Search code examples
pythonnumpycythonnumba

Dynamically discounted cumulative sum in Numpy


I have a frequently occurring problem where I have two arrays of the same length: one with values and one with dynamic decay factors; and wish to calculate a vector of the decayed cumulative sum at each position. Using a Python loop to express the desired recurrence we have the following:

c = np.empty_like(x)
c[0] = x[0]
for i in range(1, len(x)):
    c[i] = c[i-1] * d[i] + x[i]

The Python code is very clear and readable, but slows things down significantly. I can get around this by using Numba to JIT-compile it, or Cython to precompile it. If the discount factors were a fixed number (which is not the case), I could have used SciPy's signals library and do an lfilter (see https://stackoverflow.com/a/47971187/1017986).

Is there a more "Numpythonic" way to express this without sacrificing clarity or efficiency?


Solution

  • Mathematically speaking, this is a first-order non-homogeneous recurrence relation with variable coefficients.

    Please note that coefficients (in your case, values in d[1:]) must be different from 0.

    Here is a way to solve your recurrence relation using NumPy functions.

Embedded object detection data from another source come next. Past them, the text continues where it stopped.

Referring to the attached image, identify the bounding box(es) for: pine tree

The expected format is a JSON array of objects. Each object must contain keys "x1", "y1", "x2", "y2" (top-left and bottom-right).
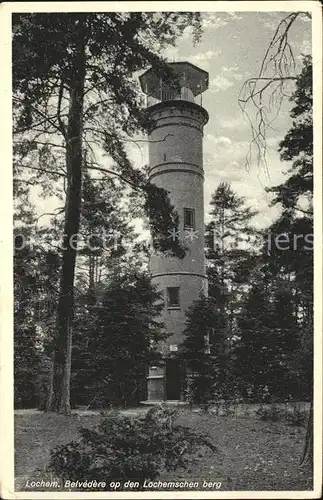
[
  {"x1": 13, "y1": 12, "x2": 201, "y2": 414},
  {"x1": 269, "y1": 56, "x2": 314, "y2": 463}
]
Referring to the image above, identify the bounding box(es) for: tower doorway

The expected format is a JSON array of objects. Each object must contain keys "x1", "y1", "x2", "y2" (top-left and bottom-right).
[{"x1": 166, "y1": 358, "x2": 182, "y2": 401}]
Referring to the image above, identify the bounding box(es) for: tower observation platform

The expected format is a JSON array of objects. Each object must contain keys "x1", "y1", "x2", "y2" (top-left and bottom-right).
[{"x1": 140, "y1": 62, "x2": 209, "y2": 402}]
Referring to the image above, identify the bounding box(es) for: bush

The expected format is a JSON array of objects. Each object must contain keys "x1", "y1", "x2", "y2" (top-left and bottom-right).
[
  {"x1": 256, "y1": 405, "x2": 283, "y2": 422},
  {"x1": 256, "y1": 405, "x2": 307, "y2": 426},
  {"x1": 286, "y1": 406, "x2": 308, "y2": 427},
  {"x1": 49, "y1": 407, "x2": 217, "y2": 490}
]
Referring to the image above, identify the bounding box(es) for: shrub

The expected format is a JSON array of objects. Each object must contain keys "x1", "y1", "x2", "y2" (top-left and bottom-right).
[
  {"x1": 256, "y1": 405, "x2": 307, "y2": 426},
  {"x1": 256, "y1": 405, "x2": 283, "y2": 422},
  {"x1": 49, "y1": 407, "x2": 217, "y2": 489},
  {"x1": 286, "y1": 406, "x2": 308, "y2": 427}
]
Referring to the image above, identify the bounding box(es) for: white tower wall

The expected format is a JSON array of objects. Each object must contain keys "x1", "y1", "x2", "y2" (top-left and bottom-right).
[{"x1": 148, "y1": 100, "x2": 208, "y2": 400}]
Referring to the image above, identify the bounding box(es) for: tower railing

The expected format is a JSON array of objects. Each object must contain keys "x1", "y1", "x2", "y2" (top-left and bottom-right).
[{"x1": 146, "y1": 88, "x2": 202, "y2": 107}]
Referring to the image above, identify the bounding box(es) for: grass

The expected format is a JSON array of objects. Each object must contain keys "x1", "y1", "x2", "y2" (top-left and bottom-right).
[{"x1": 15, "y1": 409, "x2": 312, "y2": 491}]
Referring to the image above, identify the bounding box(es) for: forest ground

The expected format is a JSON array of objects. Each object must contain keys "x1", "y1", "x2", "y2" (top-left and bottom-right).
[{"x1": 15, "y1": 409, "x2": 312, "y2": 491}]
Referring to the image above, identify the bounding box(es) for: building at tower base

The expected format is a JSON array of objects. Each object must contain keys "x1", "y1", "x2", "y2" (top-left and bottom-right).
[{"x1": 140, "y1": 62, "x2": 208, "y2": 402}]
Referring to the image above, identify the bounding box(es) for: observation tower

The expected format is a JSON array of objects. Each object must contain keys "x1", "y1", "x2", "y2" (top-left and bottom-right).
[{"x1": 140, "y1": 62, "x2": 209, "y2": 403}]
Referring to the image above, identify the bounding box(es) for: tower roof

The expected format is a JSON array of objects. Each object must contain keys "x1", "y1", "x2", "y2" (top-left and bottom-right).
[{"x1": 139, "y1": 61, "x2": 209, "y2": 99}]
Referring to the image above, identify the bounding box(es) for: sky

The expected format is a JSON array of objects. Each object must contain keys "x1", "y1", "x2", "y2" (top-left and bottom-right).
[
  {"x1": 128, "y1": 12, "x2": 311, "y2": 227},
  {"x1": 29, "y1": 12, "x2": 311, "y2": 232}
]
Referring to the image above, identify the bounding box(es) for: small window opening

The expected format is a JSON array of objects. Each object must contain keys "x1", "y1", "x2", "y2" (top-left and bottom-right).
[
  {"x1": 167, "y1": 286, "x2": 179, "y2": 307},
  {"x1": 184, "y1": 208, "x2": 195, "y2": 229}
]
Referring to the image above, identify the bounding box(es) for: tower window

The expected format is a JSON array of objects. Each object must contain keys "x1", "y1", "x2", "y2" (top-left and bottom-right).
[
  {"x1": 184, "y1": 208, "x2": 195, "y2": 229},
  {"x1": 167, "y1": 286, "x2": 179, "y2": 307}
]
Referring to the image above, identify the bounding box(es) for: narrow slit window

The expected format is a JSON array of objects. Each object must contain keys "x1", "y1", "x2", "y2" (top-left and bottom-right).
[
  {"x1": 167, "y1": 286, "x2": 179, "y2": 307},
  {"x1": 184, "y1": 208, "x2": 195, "y2": 229}
]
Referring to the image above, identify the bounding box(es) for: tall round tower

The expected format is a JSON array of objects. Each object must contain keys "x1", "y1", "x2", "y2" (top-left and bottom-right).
[{"x1": 140, "y1": 62, "x2": 208, "y2": 402}]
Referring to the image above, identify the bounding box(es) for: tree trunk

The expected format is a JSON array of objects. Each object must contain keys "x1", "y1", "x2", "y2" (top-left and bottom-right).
[
  {"x1": 46, "y1": 37, "x2": 85, "y2": 414},
  {"x1": 300, "y1": 396, "x2": 313, "y2": 467}
]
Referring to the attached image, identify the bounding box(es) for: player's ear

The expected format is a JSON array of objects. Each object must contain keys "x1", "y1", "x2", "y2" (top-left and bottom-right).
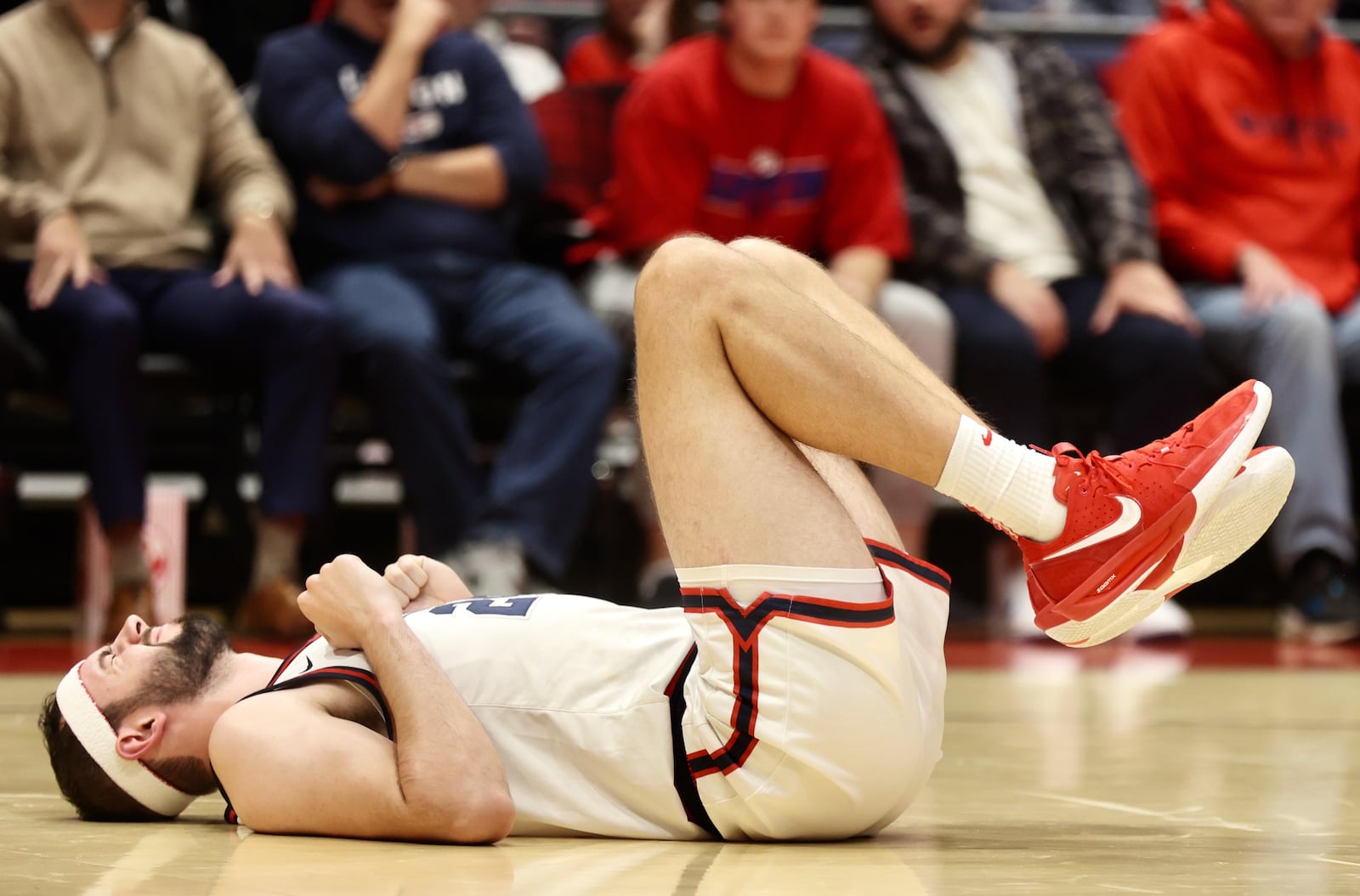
[{"x1": 117, "y1": 707, "x2": 166, "y2": 758}]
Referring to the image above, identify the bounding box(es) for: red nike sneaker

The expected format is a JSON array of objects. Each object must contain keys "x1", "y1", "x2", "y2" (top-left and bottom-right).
[
  {"x1": 1071, "y1": 445, "x2": 1294, "y2": 647},
  {"x1": 1016, "y1": 381, "x2": 1278, "y2": 647}
]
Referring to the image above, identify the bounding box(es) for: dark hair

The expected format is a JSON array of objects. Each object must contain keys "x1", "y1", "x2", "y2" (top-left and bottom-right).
[{"x1": 38, "y1": 694, "x2": 213, "y2": 821}]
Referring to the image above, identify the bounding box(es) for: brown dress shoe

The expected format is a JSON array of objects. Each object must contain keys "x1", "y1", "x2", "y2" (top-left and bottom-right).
[
  {"x1": 234, "y1": 579, "x2": 317, "y2": 640},
  {"x1": 100, "y1": 582, "x2": 155, "y2": 642}
]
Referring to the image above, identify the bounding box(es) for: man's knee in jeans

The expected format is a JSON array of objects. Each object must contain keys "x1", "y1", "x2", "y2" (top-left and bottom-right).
[{"x1": 581, "y1": 259, "x2": 638, "y2": 344}]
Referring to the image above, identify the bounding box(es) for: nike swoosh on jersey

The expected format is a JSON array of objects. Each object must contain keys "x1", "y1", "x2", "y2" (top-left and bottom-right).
[{"x1": 1043, "y1": 495, "x2": 1142, "y2": 560}]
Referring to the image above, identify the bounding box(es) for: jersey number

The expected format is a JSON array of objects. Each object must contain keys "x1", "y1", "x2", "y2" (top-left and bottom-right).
[{"x1": 430, "y1": 597, "x2": 539, "y2": 616}]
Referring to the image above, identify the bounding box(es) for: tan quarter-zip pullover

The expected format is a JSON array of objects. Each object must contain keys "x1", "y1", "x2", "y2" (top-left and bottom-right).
[{"x1": 0, "y1": 0, "x2": 294, "y2": 268}]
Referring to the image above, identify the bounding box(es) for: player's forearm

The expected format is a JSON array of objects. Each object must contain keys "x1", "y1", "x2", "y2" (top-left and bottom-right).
[
  {"x1": 392, "y1": 145, "x2": 507, "y2": 208},
  {"x1": 363, "y1": 616, "x2": 514, "y2": 843},
  {"x1": 349, "y1": 39, "x2": 424, "y2": 152}
]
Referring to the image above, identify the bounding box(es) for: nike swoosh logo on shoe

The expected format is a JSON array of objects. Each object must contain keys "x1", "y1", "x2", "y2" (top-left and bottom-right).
[{"x1": 1043, "y1": 495, "x2": 1142, "y2": 560}]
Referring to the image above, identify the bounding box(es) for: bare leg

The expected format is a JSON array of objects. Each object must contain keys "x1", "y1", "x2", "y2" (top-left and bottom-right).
[{"x1": 635, "y1": 238, "x2": 974, "y2": 567}]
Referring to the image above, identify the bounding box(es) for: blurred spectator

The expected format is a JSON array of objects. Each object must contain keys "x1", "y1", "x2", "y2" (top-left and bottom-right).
[
  {"x1": 0, "y1": 0, "x2": 313, "y2": 84},
  {"x1": 468, "y1": 0, "x2": 562, "y2": 104},
  {"x1": 258, "y1": 0, "x2": 620, "y2": 594},
  {"x1": 982, "y1": 0, "x2": 1160, "y2": 18},
  {"x1": 586, "y1": 0, "x2": 954, "y2": 604},
  {"x1": 564, "y1": 0, "x2": 699, "y2": 84},
  {"x1": 862, "y1": 0, "x2": 1202, "y2": 637},
  {"x1": 0, "y1": 0, "x2": 338, "y2": 637},
  {"x1": 1115, "y1": 0, "x2": 1360, "y2": 640}
]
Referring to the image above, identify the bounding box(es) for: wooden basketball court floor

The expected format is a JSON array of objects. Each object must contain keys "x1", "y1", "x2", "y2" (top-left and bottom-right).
[{"x1": 0, "y1": 640, "x2": 1360, "y2": 896}]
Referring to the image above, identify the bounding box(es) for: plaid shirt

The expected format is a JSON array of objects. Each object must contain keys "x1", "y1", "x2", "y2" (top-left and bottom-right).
[{"x1": 859, "y1": 29, "x2": 1158, "y2": 290}]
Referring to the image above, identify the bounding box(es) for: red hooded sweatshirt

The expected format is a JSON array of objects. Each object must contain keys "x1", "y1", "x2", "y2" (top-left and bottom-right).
[{"x1": 1113, "y1": 0, "x2": 1360, "y2": 311}]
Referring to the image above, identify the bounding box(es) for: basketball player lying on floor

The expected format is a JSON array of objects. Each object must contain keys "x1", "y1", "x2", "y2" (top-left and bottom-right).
[{"x1": 42, "y1": 238, "x2": 1294, "y2": 843}]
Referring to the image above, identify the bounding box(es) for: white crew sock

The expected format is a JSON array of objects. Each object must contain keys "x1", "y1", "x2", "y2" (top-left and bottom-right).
[{"x1": 936, "y1": 417, "x2": 1068, "y2": 542}]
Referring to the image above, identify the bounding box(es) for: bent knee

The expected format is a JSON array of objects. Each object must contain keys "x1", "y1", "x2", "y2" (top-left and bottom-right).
[
  {"x1": 632, "y1": 236, "x2": 734, "y2": 323},
  {"x1": 728, "y1": 236, "x2": 807, "y2": 266}
]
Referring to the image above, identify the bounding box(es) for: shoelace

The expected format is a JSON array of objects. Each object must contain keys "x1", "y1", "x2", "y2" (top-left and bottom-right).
[{"x1": 1031, "y1": 422, "x2": 1194, "y2": 494}]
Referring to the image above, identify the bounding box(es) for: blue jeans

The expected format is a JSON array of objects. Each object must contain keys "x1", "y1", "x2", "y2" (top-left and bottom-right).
[
  {"x1": 314, "y1": 252, "x2": 621, "y2": 576},
  {"x1": 1186, "y1": 284, "x2": 1360, "y2": 570},
  {"x1": 3, "y1": 265, "x2": 340, "y2": 528},
  {"x1": 940, "y1": 277, "x2": 1205, "y2": 449}
]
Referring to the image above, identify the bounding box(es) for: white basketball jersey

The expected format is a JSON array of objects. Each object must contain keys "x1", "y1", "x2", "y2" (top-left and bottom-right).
[
  {"x1": 243, "y1": 594, "x2": 705, "y2": 839},
  {"x1": 227, "y1": 542, "x2": 948, "y2": 840}
]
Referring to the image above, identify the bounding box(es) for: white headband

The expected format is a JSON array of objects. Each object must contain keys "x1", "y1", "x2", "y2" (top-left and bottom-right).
[{"x1": 57, "y1": 660, "x2": 195, "y2": 817}]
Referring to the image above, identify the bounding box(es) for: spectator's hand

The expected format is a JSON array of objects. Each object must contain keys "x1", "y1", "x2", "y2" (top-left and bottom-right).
[
  {"x1": 26, "y1": 213, "x2": 107, "y2": 311},
  {"x1": 388, "y1": 0, "x2": 459, "y2": 50},
  {"x1": 298, "y1": 553, "x2": 405, "y2": 650},
  {"x1": 988, "y1": 261, "x2": 1068, "y2": 358},
  {"x1": 1091, "y1": 261, "x2": 1201, "y2": 334},
  {"x1": 308, "y1": 174, "x2": 392, "y2": 211},
  {"x1": 212, "y1": 215, "x2": 298, "y2": 295},
  {"x1": 382, "y1": 553, "x2": 472, "y2": 613},
  {"x1": 1238, "y1": 243, "x2": 1318, "y2": 313}
]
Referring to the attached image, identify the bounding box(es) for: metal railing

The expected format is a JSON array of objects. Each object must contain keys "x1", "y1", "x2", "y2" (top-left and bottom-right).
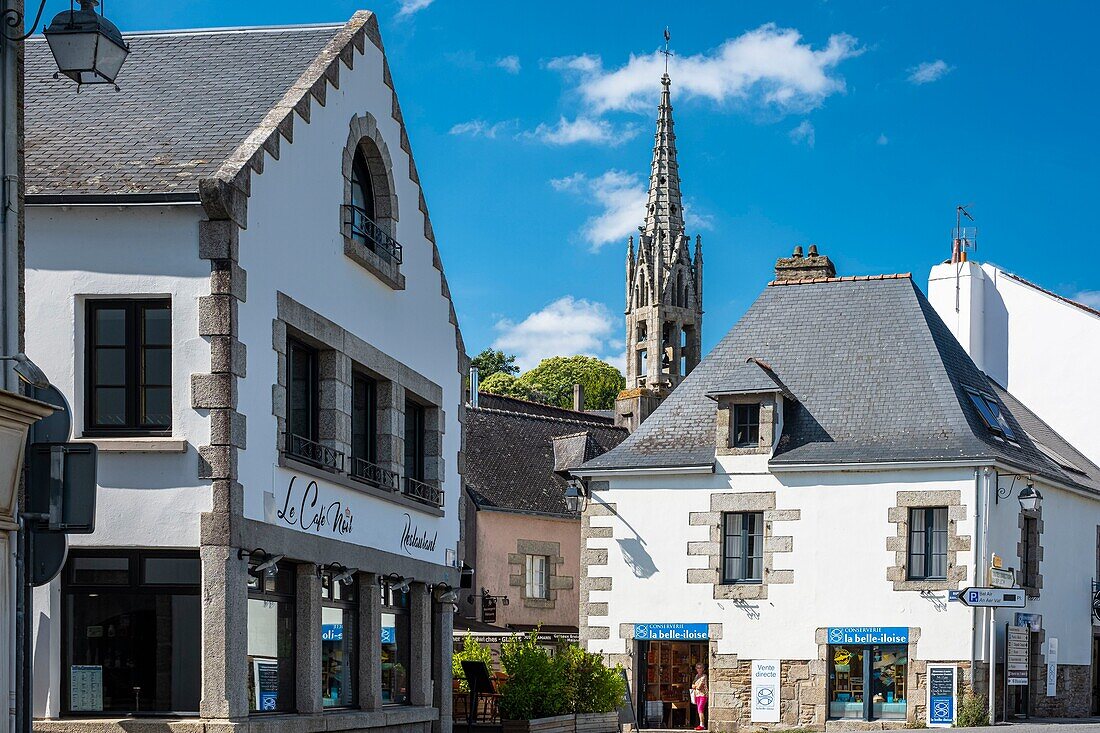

Note that d[0] is supposed to be equal to 1 (your algorithm is not using it anyway). In this solution, as you can see, the values in c do not depend on previous values in c. I.e., c[i] does not depend on c[i-1].

    g = np.insert(x[1:], 0, 0)
    
    pd = np.cumprod(d)
    c = pd * (x[0] + np.cumsum(g / pd))
    

    Let's make an example. Here I define two functions, one that computes the recurrence relation with your code, and one that uses NumPy:

    def rec(d, x):
        c = [x[0]]
        for i in range(1, len(x)):
            c.append(d[i] * c[-1] + x[i])
        return np.array(c)
    
    def num(d, x):
        g = np.insert(x[1:], 0, 0)
        pd = np.cumprod(d)
        return pd * (x[0] + np.cumsum(g / pd))
    

    Here are some usage examples:

    >>> rec(np.array([3, 4, 5.2, 6.1]), np.array([2, 3.2, 4, 5.7]))
    array([  2.   ,  11.2  ,  62.24 , 385.364])
    >>> num(np.array([3, 4, 5.2, 6.1]), np.array([2, 3.2, 4, 5.7]))
    array([  2.   ,  11.2  ,  62.24 , 385.364])
    
    >>> rec(np.array([3, 4.3, 5.2]), np.array([6.7, 7.1, 1.2]))
    array([  6.7  ,  35.91 , 187.932])
    >>> num(np.array([3, 4.3, 5.2]), np.array([6.7, 7.1, 1.2]))
    array([  6.7  ,  35.91 , 187.932])
    

    If you're interested in the mathematical details behind this answer (which are out of scope here), check this Wikipedia page.

    Edit

    This solution, while mathematically correct, might introduce numerical issues during the computation (because of the numpy.cumprod function), especially if d contains many values that are close to 0.